She turned away again, and I looked at her profile, thinking that kind of question was what, all those years ago, had in some ineffable way attracted me to her…
“Here we are!” she interrupted her next question (if she had one), as we arrived at a knot of five people hovering around a statue of vermilion basalt that on nearer view glittered with particles of silver. It stood what seemed ten feet tall, of an angel with breasts and an inordinately long penis. Title: Michaela III. One woman seemed to be commanding the other four, hanging on her words and bobbing their heads in agreement. Perhaps it was her near spherical ball of red hair in the form of an afro―and her aura of prepossessed confidence―that made her stand out and seem taller than she actually was.
“Phil,” Megan announced, “I’d like you to meet Sadie Kaplan―the heart and soul of this show!”

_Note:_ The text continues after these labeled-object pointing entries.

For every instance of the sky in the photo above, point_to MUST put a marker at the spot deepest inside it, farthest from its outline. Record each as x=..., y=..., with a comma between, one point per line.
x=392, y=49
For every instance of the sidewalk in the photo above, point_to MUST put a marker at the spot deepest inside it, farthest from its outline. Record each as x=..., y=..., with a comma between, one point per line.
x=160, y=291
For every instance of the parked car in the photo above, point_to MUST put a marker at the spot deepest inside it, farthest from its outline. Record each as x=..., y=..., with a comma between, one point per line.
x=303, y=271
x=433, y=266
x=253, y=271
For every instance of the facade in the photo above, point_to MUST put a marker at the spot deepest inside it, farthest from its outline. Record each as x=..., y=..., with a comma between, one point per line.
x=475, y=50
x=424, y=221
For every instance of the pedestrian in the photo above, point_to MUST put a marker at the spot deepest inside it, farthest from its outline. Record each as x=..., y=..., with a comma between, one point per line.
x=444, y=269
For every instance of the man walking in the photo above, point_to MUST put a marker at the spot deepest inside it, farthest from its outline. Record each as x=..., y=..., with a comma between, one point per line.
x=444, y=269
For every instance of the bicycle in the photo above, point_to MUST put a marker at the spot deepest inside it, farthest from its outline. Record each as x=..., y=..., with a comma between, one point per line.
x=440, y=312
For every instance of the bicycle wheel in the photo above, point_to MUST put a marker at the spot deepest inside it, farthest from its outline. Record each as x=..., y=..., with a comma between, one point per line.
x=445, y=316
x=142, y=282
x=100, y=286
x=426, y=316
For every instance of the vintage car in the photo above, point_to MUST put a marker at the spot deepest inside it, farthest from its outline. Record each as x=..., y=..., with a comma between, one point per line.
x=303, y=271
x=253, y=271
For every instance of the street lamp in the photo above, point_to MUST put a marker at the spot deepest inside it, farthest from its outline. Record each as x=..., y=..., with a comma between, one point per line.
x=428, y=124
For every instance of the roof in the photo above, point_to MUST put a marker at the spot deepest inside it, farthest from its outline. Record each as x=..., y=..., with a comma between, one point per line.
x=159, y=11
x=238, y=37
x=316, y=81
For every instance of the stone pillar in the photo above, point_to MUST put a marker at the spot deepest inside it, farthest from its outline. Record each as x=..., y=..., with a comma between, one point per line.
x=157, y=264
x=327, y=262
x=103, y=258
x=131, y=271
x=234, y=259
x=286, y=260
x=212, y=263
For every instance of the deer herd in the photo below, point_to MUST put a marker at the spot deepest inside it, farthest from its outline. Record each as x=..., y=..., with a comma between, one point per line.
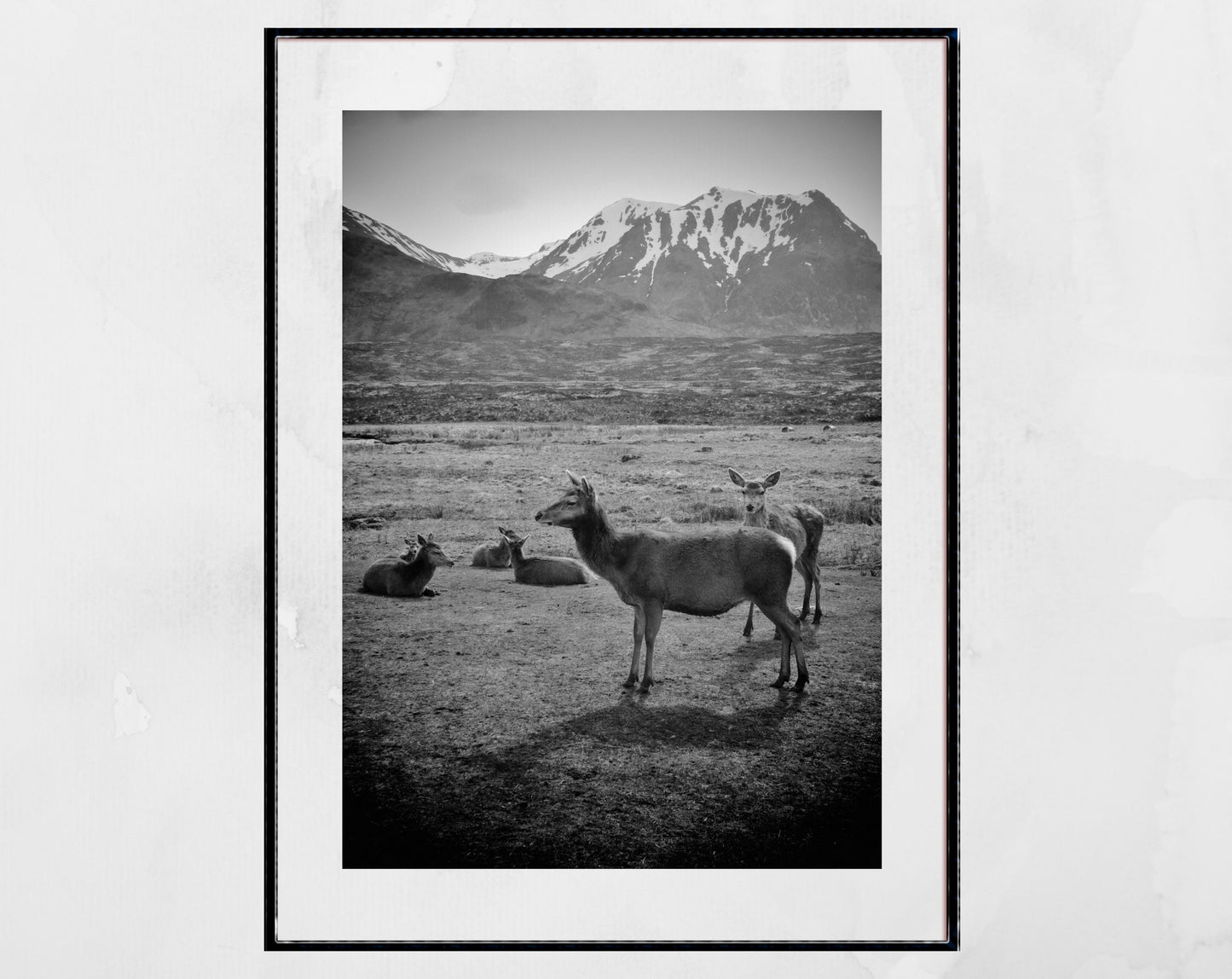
x=703, y=571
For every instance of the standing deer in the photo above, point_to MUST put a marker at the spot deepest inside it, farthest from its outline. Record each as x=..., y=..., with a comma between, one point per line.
x=548, y=571
x=402, y=578
x=697, y=572
x=493, y=555
x=801, y=524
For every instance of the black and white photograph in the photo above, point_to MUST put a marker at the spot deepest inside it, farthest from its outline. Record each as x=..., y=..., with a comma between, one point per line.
x=611, y=490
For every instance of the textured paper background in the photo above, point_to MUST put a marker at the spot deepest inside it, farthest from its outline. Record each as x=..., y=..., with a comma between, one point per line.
x=1096, y=497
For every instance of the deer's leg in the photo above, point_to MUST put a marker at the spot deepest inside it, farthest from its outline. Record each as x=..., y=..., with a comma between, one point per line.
x=639, y=633
x=790, y=631
x=653, y=613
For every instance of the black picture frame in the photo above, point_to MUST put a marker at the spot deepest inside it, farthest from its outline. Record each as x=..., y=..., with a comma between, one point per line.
x=950, y=36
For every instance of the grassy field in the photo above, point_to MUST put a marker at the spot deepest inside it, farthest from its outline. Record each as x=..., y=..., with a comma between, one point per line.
x=488, y=727
x=778, y=380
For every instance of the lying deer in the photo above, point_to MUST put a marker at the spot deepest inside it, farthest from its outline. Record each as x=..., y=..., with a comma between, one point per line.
x=699, y=572
x=495, y=555
x=801, y=524
x=548, y=571
x=403, y=578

Ms. Kaplan arrested her warmly bubbly flow of glib repartee in mid-stream batting nary an eyelash and extended her gloved hand my way. She seemed personable enough, and disarmingly unassuming.
“Thank you so much for coming to my little exhibit―I hope you haven’t been dreadfully bored!”
“No!” I assured her, hoping to be diplomatic without outright lying. “What I’ve seen so far is very intriguing!”
“Oh please!” she said, fanning away my compliment, closing with her own note of diplomacy. “But I do appreciate you saying so!”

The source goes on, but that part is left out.